Ulrich wusste, dass einer dieser Kerle auf den Namen Werner hörte. Leise rief er den Namen in den Gang.
»Das kam vorn aus dem Kontrollraum«, reagierte einer von ihnen. »Scheint wohl doch alles okay zu sein.«
Die Schritte normalisierten und näherten sich.

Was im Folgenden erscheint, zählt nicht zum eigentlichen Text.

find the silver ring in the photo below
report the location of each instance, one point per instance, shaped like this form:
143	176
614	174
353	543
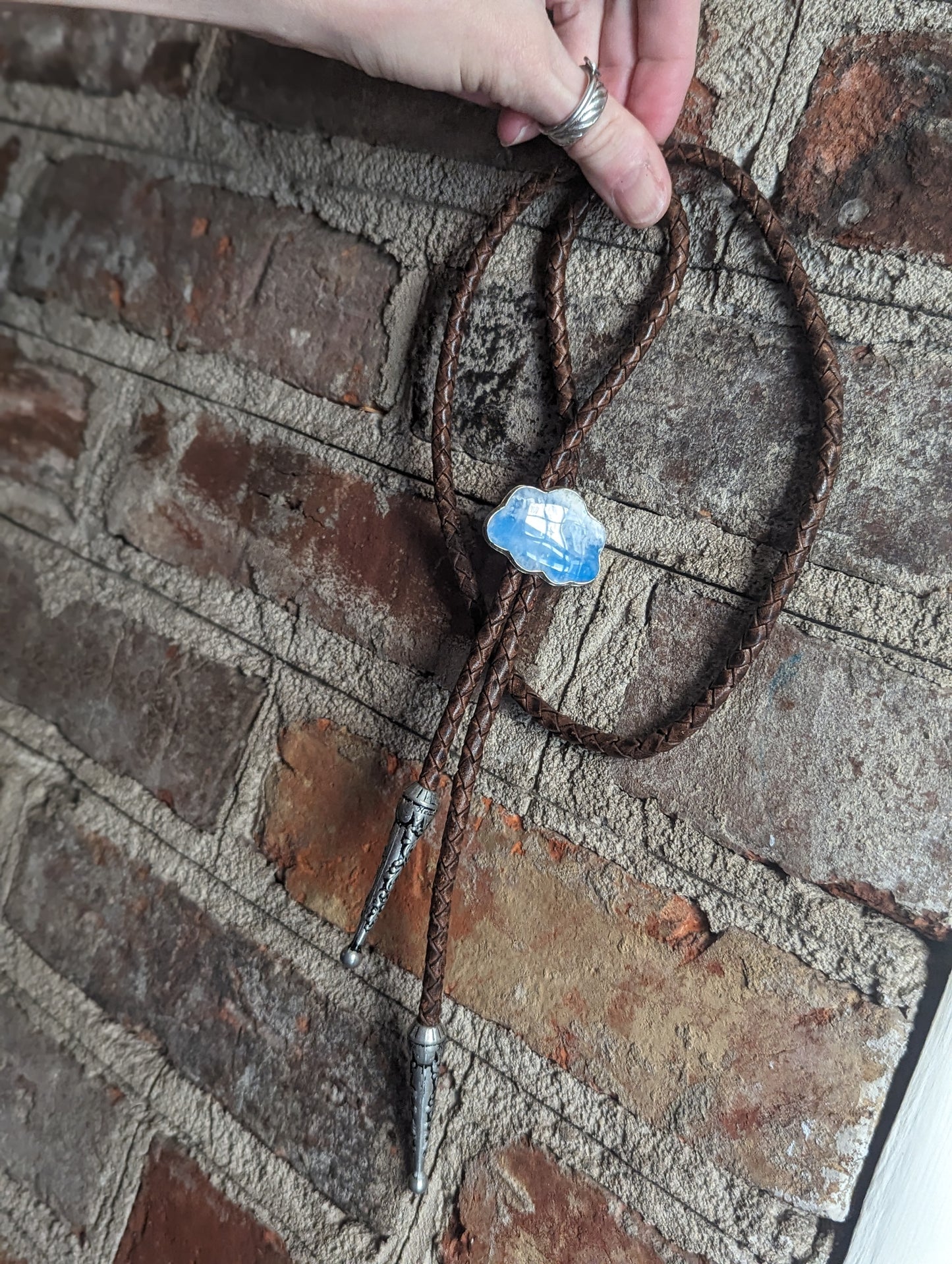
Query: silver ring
586	114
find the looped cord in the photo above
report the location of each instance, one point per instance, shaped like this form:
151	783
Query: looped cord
496	645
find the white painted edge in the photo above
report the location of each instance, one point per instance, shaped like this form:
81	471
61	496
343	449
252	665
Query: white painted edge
907	1215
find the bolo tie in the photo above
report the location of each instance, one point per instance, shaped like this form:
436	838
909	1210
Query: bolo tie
549	537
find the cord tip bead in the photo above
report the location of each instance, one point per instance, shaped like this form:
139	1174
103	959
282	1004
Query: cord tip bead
425	1052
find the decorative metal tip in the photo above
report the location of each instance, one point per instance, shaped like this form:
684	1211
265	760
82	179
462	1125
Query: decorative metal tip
415	811
425	1052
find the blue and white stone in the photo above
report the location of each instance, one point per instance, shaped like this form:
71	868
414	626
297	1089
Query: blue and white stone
549	534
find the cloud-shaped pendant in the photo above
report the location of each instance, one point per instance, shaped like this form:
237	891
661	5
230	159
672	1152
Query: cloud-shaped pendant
550	534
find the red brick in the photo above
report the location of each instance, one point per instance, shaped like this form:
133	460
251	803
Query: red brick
57	1122
872	162
9	153
42	420
826	761
269	286
180	1217
697	437
101	53
520	1205
312	1080
603	975
287	88
134	701
265	516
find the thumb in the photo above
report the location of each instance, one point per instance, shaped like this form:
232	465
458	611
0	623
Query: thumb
619	155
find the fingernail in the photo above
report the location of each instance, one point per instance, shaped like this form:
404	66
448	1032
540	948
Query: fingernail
520	136
640	198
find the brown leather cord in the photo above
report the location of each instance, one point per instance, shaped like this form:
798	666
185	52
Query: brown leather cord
497	641
499	636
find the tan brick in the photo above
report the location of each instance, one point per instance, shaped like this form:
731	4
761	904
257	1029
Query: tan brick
518	1205
872	163
57	1120
266	516
766	1066
309	1077
210	271
125	696
43	414
101	53
179	1215
825	761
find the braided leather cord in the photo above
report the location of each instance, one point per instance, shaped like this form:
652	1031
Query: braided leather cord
517	593
499	636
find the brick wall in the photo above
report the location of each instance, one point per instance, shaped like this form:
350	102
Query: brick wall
681	991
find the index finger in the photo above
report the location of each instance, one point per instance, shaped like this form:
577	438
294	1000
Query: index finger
665	51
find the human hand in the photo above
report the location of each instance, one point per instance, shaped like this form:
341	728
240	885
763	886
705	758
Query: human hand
507	53
510	55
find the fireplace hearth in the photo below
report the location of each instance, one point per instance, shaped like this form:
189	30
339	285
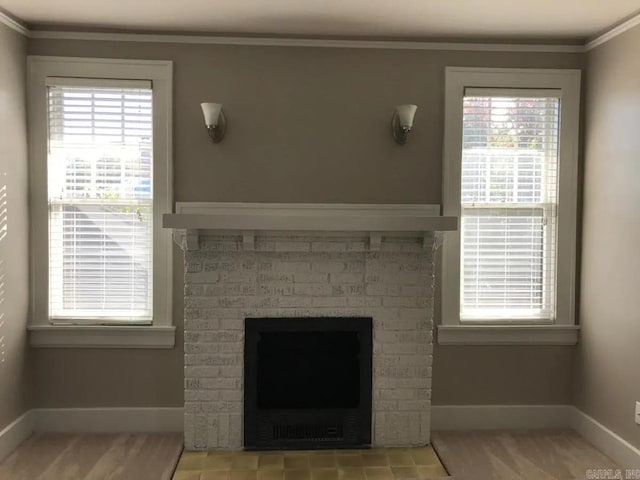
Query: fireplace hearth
308	382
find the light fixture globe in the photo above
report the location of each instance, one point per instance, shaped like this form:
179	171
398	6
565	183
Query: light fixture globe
402	122
214	120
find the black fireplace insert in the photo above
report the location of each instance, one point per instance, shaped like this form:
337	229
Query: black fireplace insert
307	382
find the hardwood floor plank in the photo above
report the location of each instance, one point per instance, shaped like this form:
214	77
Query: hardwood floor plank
94	457
518	455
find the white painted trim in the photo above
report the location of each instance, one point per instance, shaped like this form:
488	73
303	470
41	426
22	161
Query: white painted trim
102	336
613	32
304	42
14	24
508	334
494	417
268	217
318	42
282	209
608	442
15	433
109	420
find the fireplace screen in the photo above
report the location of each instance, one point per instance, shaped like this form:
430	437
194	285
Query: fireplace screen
307	382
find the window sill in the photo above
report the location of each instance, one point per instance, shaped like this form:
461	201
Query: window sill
508	334
101	336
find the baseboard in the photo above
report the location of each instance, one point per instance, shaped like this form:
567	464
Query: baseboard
15	433
108	420
608	442
497	417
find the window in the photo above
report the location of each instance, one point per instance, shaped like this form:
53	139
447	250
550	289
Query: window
510	176
100	202
100	184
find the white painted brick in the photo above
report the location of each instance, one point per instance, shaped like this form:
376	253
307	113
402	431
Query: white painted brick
329	267
310	277
371	302
312	289
348	290
292	247
276	290
400	301
232	323
284	266
357	246
346	277
275	277
329	301
306	277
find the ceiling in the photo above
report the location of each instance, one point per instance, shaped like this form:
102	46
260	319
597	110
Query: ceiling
554	20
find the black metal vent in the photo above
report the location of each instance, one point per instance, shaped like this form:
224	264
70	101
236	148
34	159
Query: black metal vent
307	432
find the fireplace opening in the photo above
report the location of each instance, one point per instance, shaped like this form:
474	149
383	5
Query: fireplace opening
307	382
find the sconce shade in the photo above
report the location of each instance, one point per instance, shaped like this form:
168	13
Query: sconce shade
211	113
406	114
402	122
215	120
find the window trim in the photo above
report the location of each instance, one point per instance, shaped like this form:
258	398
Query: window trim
161	333
563	331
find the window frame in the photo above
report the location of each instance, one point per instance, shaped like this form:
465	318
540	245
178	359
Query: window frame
504	331
161	332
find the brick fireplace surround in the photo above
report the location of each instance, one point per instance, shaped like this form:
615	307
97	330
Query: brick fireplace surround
293	274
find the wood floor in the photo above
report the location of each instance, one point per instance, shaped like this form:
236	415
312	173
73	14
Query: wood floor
371	464
94	457
513	455
496	455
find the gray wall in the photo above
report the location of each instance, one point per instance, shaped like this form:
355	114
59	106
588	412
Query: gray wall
608	359
14	233
305	125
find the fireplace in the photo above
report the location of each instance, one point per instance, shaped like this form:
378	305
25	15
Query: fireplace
329	270
307	382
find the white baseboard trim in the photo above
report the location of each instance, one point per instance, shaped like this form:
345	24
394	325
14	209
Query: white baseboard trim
608	442
109	420
15	433
497	417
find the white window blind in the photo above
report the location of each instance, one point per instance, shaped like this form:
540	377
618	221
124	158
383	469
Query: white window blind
509	205
100	201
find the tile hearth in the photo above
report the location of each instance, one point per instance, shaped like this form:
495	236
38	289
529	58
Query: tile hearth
375	464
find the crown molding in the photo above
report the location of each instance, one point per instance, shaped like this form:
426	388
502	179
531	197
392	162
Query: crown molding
613	32
14	24
303	42
320	43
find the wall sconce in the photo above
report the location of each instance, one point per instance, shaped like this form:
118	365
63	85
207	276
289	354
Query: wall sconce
215	120
402	122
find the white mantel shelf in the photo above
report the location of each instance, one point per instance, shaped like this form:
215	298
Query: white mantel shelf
250	219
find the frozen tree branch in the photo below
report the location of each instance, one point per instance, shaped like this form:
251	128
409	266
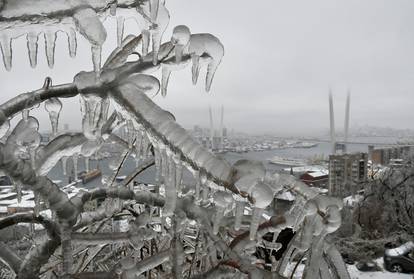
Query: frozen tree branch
10	258
112	237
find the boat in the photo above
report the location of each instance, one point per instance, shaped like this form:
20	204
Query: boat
292	162
89	176
305	145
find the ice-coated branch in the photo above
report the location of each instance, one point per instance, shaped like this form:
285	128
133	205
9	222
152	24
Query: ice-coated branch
112	237
142	167
37	257
218	272
120	192
22	171
29	217
8	257
30	99
146	264
63	145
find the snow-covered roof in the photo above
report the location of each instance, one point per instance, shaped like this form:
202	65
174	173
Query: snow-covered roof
319	173
287	196
352	200
308	169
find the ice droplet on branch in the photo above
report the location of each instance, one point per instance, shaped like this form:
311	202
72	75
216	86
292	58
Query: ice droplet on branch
170	189
53	106
180	39
222	201
91	28
205	45
50	41
6	50
4	128
32	46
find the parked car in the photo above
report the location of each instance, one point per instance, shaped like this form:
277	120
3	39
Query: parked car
367	266
400	259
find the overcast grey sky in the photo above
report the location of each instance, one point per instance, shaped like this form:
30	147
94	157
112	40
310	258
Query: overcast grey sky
281	58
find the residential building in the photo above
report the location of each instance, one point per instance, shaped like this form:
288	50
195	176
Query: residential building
347	172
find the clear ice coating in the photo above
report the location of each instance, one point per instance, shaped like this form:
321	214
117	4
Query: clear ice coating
151	19
32	47
170	189
262	196
53	106
75	158
64	161
222	201
26	135
203	49
91	27
94	106
6	50
4	128
180	39
313	217
205	45
50	42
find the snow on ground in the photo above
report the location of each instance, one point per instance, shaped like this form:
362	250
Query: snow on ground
356	274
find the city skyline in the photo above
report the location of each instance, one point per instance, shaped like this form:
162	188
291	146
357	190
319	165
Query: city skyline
362	47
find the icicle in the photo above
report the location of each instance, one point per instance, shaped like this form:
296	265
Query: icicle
29	138
37	200
154	5
179	176
6	50
203	184
72	42
87	164
32	46
25	114
138	143
158	159
66	242
206	45
96	58
164	162
50	41
197	186
112	8
263	197
64	161
195	70
131	133
180	39
145	41
170	190
206	192
144	146
94	108
4	128
222	200
239	214
75	165
166	73
91	28
53	106
120	20
18	186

»Ich bin trotzdem skeptisch, dass Heiner das getippt hat«, ertönte eine andere Stimme. »Der schreibt unüberlegter und macht mehr Fehler.«
»Warum sitzt der denn im Dunkeln?«, fragte der Nächste, während die Schrittgeräusche sich nacheinander in den Steuerraum bewegten.
Ulrich stürmte nach vorn und um die Ecke, riss die Ringe von den beiden Handgranaten und warf die Sprengkörper in den Raum. Die drei Wachleute waren nicht einmal dazu gekommen, das Licht einzuschalten. Sofort riss Ulrich die Tür hinter sich zu und überantwortete die Männer einem Schicksal, das sich für ihn selbst nur als einen aus zwei lauten Donnerschlägen bestehenden Rumms darstellte, der das Stockwerk erbeben ließ. Kurz zog der Nachhall durch den Gang, dann kehrte eine gespenstische Stille ein.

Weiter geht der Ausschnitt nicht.